Google Lens now has a handwriting-to-text tool. Here’s how it works:

The in-built Android feature, which is powered by Artificial Intelligence and Augmented Reality, adds a host of new tools to make your lockdown life easier

May 08, 2020 12:36 pm | Updated 12:36 pm IST

How Google Lens’ handwriting-to-typed text facility works

How Google Lens’ handwriting-to-typed text facility works

The ongoing lockdowns and isolations around the world have incited technologists to take on multi-faceted approaches to work-from-home living. One of them is to converge the offline and online ecosystems of productivity, and Google Lens has been one of these facilitators.
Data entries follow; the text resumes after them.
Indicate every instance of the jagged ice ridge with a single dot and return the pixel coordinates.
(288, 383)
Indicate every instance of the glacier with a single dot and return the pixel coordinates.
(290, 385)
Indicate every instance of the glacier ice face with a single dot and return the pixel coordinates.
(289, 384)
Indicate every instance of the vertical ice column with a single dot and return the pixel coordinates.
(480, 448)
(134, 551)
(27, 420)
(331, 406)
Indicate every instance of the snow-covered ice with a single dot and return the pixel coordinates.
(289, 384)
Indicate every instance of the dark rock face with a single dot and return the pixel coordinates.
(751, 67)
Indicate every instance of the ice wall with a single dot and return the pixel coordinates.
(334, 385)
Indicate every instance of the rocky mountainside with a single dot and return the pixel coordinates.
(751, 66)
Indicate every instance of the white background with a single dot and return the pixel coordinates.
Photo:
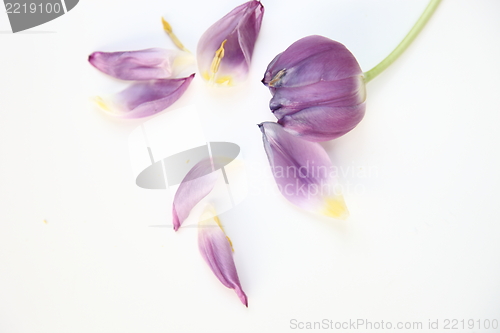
(422, 241)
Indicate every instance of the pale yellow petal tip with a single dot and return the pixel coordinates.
(101, 104)
(168, 29)
(335, 207)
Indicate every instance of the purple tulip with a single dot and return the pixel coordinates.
(196, 185)
(217, 251)
(149, 64)
(318, 89)
(303, 171)
(146, 98)
(225, 49)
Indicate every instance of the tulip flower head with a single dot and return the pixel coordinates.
(217, 251)
(225, 50)
(303, 171)
(318, 89)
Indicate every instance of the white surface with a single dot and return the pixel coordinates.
(422, 242)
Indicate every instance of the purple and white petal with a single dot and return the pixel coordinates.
(196, 185)
(216, 249)
(146, 98)
(310, 60)
(303, 171)
(149, 64)
(323, 122)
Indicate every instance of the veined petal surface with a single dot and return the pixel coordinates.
(225, 50)
(303, 171)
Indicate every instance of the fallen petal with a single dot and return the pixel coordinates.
(144, 99)
(216, 249)
(303, 171)
(318, 89)
(149, 64)
(225, 50)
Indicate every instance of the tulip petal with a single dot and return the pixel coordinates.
(346, 92)
(144, 99)
(324, 122)
(149, 64)
(309, 60)
(216, 249)
(303, 171)
(236, 33)
(196, 185)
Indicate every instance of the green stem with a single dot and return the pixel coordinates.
(422, 21)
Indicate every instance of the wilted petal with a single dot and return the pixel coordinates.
(216, 249)
(303, 171)
(323, 122)
(318, 89)
(346, 92)
(225, 50)
(197, 184)
(149, 64)
(144, 99)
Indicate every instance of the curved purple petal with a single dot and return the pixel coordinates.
(303, 171)
(318, 89)
(239, 28)
(146, 98)
(216, 250)
(310, 60)
(149, 64)
(197, 184)
(324, 122)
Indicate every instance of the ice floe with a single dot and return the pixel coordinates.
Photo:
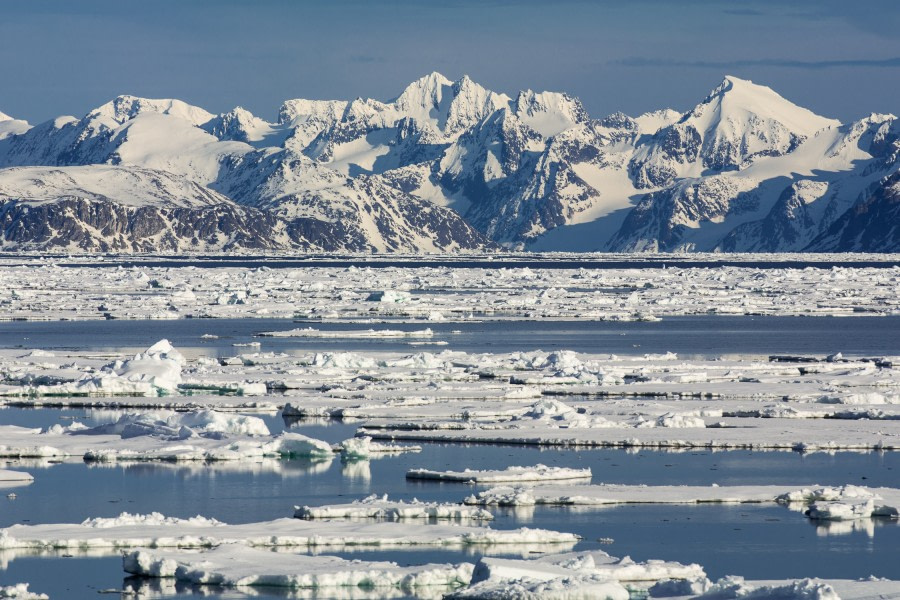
(238, 566)
(40, 288)
(537, 473)
(593, 574)
(158, 531)
(379, 507)
(8, 477)
(153, 436)
(20, 592)
(363, 448)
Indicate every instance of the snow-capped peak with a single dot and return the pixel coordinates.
(238, 124)
(425, 92)
(471, 103)
(124, 108)
(738, 101)
(549, 113)
(299, 110)
(11, 126)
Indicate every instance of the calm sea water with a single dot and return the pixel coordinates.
(753, 541)
(689, 336)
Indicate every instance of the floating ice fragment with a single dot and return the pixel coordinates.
(537, 473)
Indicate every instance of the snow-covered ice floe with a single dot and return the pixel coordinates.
(157, 531)
(40, 288)
(363, 448)
(593, 574)
(846, 503)
(537, 473)
(9, 477)
(20, 592)
(241, 566)
(826, 503)
(375, 507)
(310, 332)
(192, 436)
(737, 588)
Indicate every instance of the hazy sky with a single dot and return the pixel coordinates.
(837, 57)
According to a May 7 blog post by Lou Wang (Group Product Manager for Google Lens and AR), “You can already use Lens to quickly copy and paste text from paper notes and documents to your phone to save time. Now, when you select text with Lens, you can tap ‘copy to computer’ to quickly paste it on another signed-in device with Chrome. This is great for quickly copying handwritten notes (if you write neatly!) and pasting it on your laptop without having to retype them all. Copying text to your computer requires the latest version of Chrome, and for both devices to be signed into the same Google account.”

However, it is up to the user where they want that text pasted, be it in the browser’s search bar, a Google Files sheet (Sheets, Slides, Docs). The handwritten-to-typed text facility has many potential use-cases, the most prominent being transferring meeting notes to an email for colleagues, brainstormed lesson plans for fellow teachers and students, authors who prefer writing stories by hand, etcetera.

Other new features

In the same blog post by Wong, Google Lens has added a feature to help users learn new words and how to pronounce them. This is to help people who are making the most of their lockdown time by learning a new language. “If you're using the extra time at home to pick up a new language, you can already use Lens to translate words in Spanish, Chinese and more than 100 other languages, by pointing your camera at the text,” he writes. According to Google Trends, searches for ‘learn a new language’ have more than doubled in number. Pronunciation is important too, and Wong continues, “You can also use Lens to practice words or phrases that are difficult to say. Select the text with Lens and tap the new Listen button to hear it read out loud — and finally figure out how to say ‘ hipopótamo !’”

Google has also made sure that tools like G Suite are more accessible to professionals, students and teachers working from home. Google Lens’ third new feature now helps you understand unfamiliar concepts linking to verified sources online, “If you come across a word or phrase you don’t understand in a book or newspaper, like ‘gravitational waves,’ Google Lens can help. Now, with in-line Google Search results, you can select complex phrases or words to quickly learn more.”

Existing features in Lens include scanning and translating, scanning a physical product to bring up similar products and where they can be purchased, dish names on a menu to see what they might look like, scanning a physical landmark or building to get its historical data and opening hours, and even identifying flora and fauna.

Into the Lens

Rajan Patel, Google’s Director of Augmented Reality, penned a Google AI blog post on September 4, 2019 about Google Lens’ inner-workings and its early days. He writes, “To build a universal tool that can reliably capture high-quality images with minimal lag, we made Lens in Google Go (a light app version of Google, using minimum data) an early adopter of a new Android support library called CameraX. Available in Jetpack — a suite of libraries, tools, and guidance for Android developers — CameraX is an abstraction layer over the Android Camera2 API that resolves device compatibility issues so developers don’t have to write their own device-specific code.”

The text recognition tool is more intricate, of course; the AI needs to make sense of shapes and letters which constitute words, sentences and paragraphs before implementing Optical Character Recognition.

A two-step process follows: Hough Transform and Text Flow which, together, assists the AI understand different fonts. Understandably, there can be a margin of error on Lens’ part and to correct these mistakes, Patel explains, “Lens in Google Go uses the context of surrounding words to make corrections. It also utilises the Knowledge Graph to provide contextual clues, such as whether a word is likely a proper noun and should not be spell-corrected.”

Given this framework is from its early days, Google would have upgraded the tech to suit the new features announced on May 7.

One can access Google Lens by going to the in-built Camera app on their Android device and heading to ‘More’ and then selecting ‘Lens.’ Those with iPhones can download and install the Google app which has Lens as an in-app feature. However, Listen — a Lens tool, is yet to roll out for iOS.